With Athens’s defeat by Sparta at the end of the Peloponnesian War (404 BCE), Greek literature entered a phase referred to as Hellenistic, when highly sophisticated writers used mythic figures
to display their own erudition and exhibit a bland cynicism about life and society. Many of the leading writers of the period flourished in the Egyptian city of Alexandria, although at this point it was thoroughly Greek in culture. Apollonius Rhodius’s epic Argonautica (third century BCE) recounts the quest for the Golden Fleece, as Jason gathers an illustrious band of cohorts for his voyage on the Argo. Along the way he encounters the bronze giant Talos; meets the prophet Phineus, who, having offended Zeus, is plagued by the Harpies (birdlike creatures; their name means “the snatchers”) who pluck his food away just as he is about to eat it; and braves the Clashing Rocks, immense cliffs that, at the Bosporus, clash together, crushing any ships that attempt to make their way through them.
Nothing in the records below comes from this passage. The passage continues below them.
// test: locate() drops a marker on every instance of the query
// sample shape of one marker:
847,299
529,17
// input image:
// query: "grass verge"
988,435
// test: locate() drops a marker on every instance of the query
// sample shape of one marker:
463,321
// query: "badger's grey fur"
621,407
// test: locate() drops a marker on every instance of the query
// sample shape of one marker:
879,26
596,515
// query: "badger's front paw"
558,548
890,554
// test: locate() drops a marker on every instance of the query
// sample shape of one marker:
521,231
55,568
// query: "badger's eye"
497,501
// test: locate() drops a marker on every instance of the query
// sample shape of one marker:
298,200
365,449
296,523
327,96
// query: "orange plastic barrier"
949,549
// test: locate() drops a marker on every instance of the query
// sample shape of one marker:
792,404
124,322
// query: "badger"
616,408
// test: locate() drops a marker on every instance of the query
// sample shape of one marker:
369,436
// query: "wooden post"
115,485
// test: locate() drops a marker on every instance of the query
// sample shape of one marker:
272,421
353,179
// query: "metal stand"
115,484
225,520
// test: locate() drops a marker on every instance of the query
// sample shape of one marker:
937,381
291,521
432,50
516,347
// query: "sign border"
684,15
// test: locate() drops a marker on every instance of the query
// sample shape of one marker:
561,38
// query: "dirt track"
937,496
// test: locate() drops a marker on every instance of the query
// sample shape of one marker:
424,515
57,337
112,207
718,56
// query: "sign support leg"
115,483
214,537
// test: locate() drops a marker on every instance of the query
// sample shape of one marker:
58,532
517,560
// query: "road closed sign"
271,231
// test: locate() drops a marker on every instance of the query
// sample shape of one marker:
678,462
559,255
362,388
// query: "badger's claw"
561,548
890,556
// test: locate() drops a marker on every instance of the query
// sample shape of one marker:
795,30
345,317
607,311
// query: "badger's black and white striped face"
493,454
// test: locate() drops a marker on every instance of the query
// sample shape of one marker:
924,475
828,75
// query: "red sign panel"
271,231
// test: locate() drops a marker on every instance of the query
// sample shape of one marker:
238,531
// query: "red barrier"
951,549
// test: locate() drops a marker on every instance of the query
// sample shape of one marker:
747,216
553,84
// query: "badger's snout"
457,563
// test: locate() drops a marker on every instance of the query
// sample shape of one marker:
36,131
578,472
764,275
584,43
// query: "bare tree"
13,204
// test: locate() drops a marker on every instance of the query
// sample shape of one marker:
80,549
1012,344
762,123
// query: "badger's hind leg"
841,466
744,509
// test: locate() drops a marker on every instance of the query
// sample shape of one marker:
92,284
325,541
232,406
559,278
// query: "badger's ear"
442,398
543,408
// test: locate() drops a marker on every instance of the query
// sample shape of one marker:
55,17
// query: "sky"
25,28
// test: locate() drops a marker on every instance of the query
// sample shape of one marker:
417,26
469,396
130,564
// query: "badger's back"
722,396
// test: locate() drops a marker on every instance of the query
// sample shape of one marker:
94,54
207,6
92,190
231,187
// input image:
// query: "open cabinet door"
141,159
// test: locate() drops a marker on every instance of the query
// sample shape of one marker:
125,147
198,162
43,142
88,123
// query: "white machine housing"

But a substantial portion of the Argonautica deals with Medea, who helps Jason obtain the Golden Fleece. At the very outset Medea is described as “something of a witch” (3.89); one of her most distinctive potions is a magic ointment made from the ichor of Prometheus, the demigod whom Zeus punished for giving the secret of fire to human beings.
The defeat of the Greeks at the battle of Corinth in 146 BCE spelled the definitive subordination of the Greek city-states to the increasing power of Rome. The sturdy, practical Romans developed a reputation in antiquity of scorning the fine arts, including literature, for the more “manly” arts of warfare and governance; and while it is true that many Latin authors—including the greatest of them, Horace and Virgil—were heavily reliant upon Greek models, Latin literature does include many imperishable works of poetry, drama, and history; and the supernatural plays a significant part in this array of writing.